The Briggs Dundee refinery was bought by Tarmac in 1968, however the rail tanks remained in Briggs livery into the early 1980s. The Dundee refinery throughput was increased five fold by 1989. In 1992 the Dundee refinery was sold to the specialist Swedish refiner Nynas Petroleum Group (who also operate from Ellesmere Port). The refinery now processes extra heavy crude oils to produce a range of bitumens and a range of distillates including gas oil, marine diesel, lubricating oil base stocks and fuel oils are also produced.
With Tarmac's 1971 takeover of Limmer and Trinidad Limited, a London-based quarry products business with an asphalt lake in Trinidad, it became the largest road surfacing contractor and blacktop producer in the United Kingdom.
Foster Yeoman, familiar today for their use of high capacity wagons, were also involved in shipping 'tarred macadam' by rail, however I have not traced an reference to tank wagons in this firm's livery.
Firms dealing in Bitumen Emulsions
Bitumen Emulsions are fine particles of bitumen suspended in water, used for road surfacing as the water allows the normally very viscous bitumen to be sprayed onto a road surface with less heating, the water then evaporates. The secret to keeping the oily tar suspended in the emulsion is to electrostatically charge the bitumen particles so they repel each other and do not coagulate. This technique, called Cold Spray, was invented at the beginning of the 1920s by Hugh Allan Mackay and George Samuel Illay (a patent was granted in 1922). By then, Mackay had formed his own company, Asphalt Cold Mix Limited, to exploit the patent in the United Kingdom. I was not able to find any reference to wagons owned by Mr Mackay's company.
British Bitumen Emulsions Ltd
This company sold an emulsion mix they called Colfix Emulsion.

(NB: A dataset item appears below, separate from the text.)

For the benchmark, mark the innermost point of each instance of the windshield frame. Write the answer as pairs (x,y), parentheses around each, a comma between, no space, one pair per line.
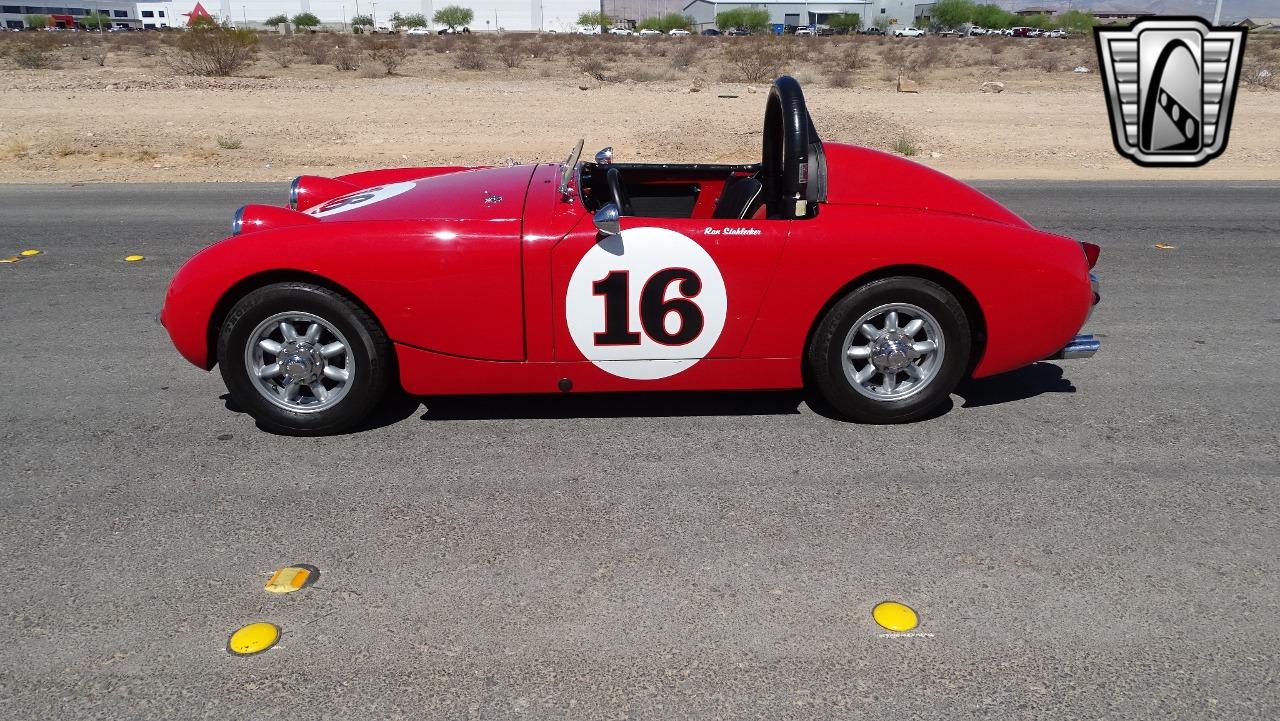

There is a photograph of one of their wagons in Mr Tourret's book 'Petroleum Rail Tank Wagons of Britain' showing one of their tanks, a two-compartment affair secured at either end by angled plates, the side plating extends beyond the tank ends (sometimes seen on insulated wagons although not common), making this a moderately easy tank to model using a printed paper wrapper.
Fig ___ British Bitumen Emulsions Ltd twin tank
Lion Emulsions Ltd
This company were operating tank wagons by the mid 1930s (possibly earlier) and were one of the last companies to operate a fleet of smaller tanks (most apparently second hand). Some of their anchor mounted tanks continued in use into the 1980s (although the Lion Emulsions branding seems to have disappeared in the 80's, the tanks then being black with just the standard markings and twin traffic stars on them).
Colas
The French firm Colas was formed in 1924 and purchased the exclusive rights to use the product in France. The name Colas (for 'cold asphalt') was adopted because even then other firms were selling their own 'cold spray' products and the term was no longer only associated with the Mackay-Illay product. This company also operated in the UK, they had at least one tank wagon built in the later 1920s however the only photograph I have seen was in Mr Tourret's book Petroleum Rail Tank Wagons of Britain (see Bibliography), this appears to be a maker's photo and there are no markings on the tank body other than the company name.
Viamuls Ltd Operated leased tank wagons in their 'Bitumuls' livery in the 1920s and 1930s, the example below is from the Bachman Farish N gauge range.
Fig ___ Bachman Farish 'Bitumuls' tank
Scientific Roads Ltd Based in Shipley (Yorkshire) and established in about 1930, this company called its product 'Bitrin', the wagons were black with the product name with the company name underneath in white. There is a goof photograph of one of the wagons in Bill Hudson's Private Owner Wagons Vol. 3.